The stories happen to feature female characters, but they’re more about a certain kind of modern tragicomic figure, whose foolishness and smarts are too entangled for even her to tell apart. These women do their best to live life sensibly, but of course have no idea what that life would look like. They make mistakes, often man-related, and struggle, again and again, to see themselves properly to scale in the world or room or life they happen to inhabit.
Much of their befuddlement plays out via impulsive sexual encounters—with strangers in hotels, with bosses and teachers and teenagers, for money (just once)—that leave them unsure of how to feel. A lot of awkwardness ensues and a good deal of amusement at the expense of these eleven women, but this is one of those rare collections where heart and humor work in tandem, one gently nudging the other forward.

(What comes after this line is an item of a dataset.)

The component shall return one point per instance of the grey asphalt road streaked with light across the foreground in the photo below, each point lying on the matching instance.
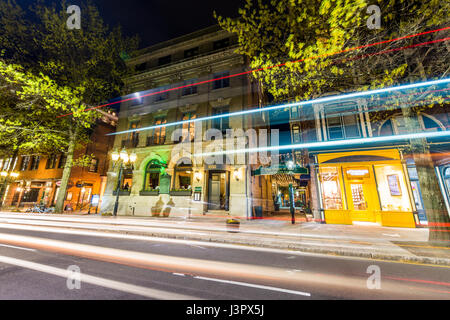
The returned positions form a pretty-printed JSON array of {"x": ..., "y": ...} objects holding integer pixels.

The predicaments these characters face—which form so organically out of everyday life that, thinking back, you can hardly recall how you got there—are almost always heartbreaking. A lonely middle-aged barista’s crush on a spiky-haired teenager (“Old Bean”). A pair of sisters led to believe they’ll soon have the swimming pool of their dreams (“1966”). A young woman caught up in the belief that disaffected is the only safe way to be (“Ennui”). A woman who discovers her impromptu lover has left a tip (the title story). A stay-at-home mother who secretly spends time in the middle of the day in the impeccable home of her son’s best friend—just for the relaxation it affords (“In Its Place”).
The emotional blows are usually served underhandedly, quietly. You’ll laugh aloud, or smile with the pleasure of recognizing familiar selves, but as you come to the final sentence that comedic layer often dissolves into thin air and you’re left, looking around, holding someone’s heart. These are naked, shameless stories that endear themselves to us by holding back nothing. If you knew one of these people—and you may—you’d want to help them. You’d send them a note just about every month—not just out of concern but also in order to give yourself, in the midst of your own ridiculous life, a reason to laugh.
Toward the end of “Ennui” the main character lies on the ground outside a nightclub after having bumped into her ex-boyfriend and his new, violent girlfriend. “To his credit,” we’re told, “he did stop and turn back and look at me for, I’d say, a whole five seconds before he shrugged in a sheepish way and said, ‘Well, see ya around sometime,’”—and this is the kind of sad humor on which these stories run.
You have to wonder, reading these stories, whether readers have come to require this kind of delicate and beautifully managed balance of humor and personal pain—the balance perfectly captured in the collection’s one-word title. Of course this isn’t a question raised solely by these stories—nor is it a new one (see Comedy of Errors and its wake)—but it is an especially essential one for the literature of the moment. In many ways Bummer continues in a vein already well established by the likes of David Sedaris and a million other heartbreaking humorists—one in which the nastier stuff is always served with a generous portion of wit.
When I closed this book and looked again at the woman on the cover falling backward I thought: Jesus Christ, these people are falling apart—they’re really quite sad! And yet reading their stories I felt very little sadness. Maybe it’s just me, a man locked in my own manly experience, or maybe this just isn’t a very vicarious read—more something you watch than something you feel—and, if so, there’s nothing wrong with that, right?
By keeping these stories on the lesser side of embodied, by sparing us the feel of the hard pavement against our backs as a person we once loved walks away with someone new, Shapiro makes it easier for us to enjoy what isn’t, for those going through it, too enjoyable. I guess the only question I have is: Should she be doing this? Because if capable, crafty writers like her aren’t going to make us taste how bad things really can be, who will?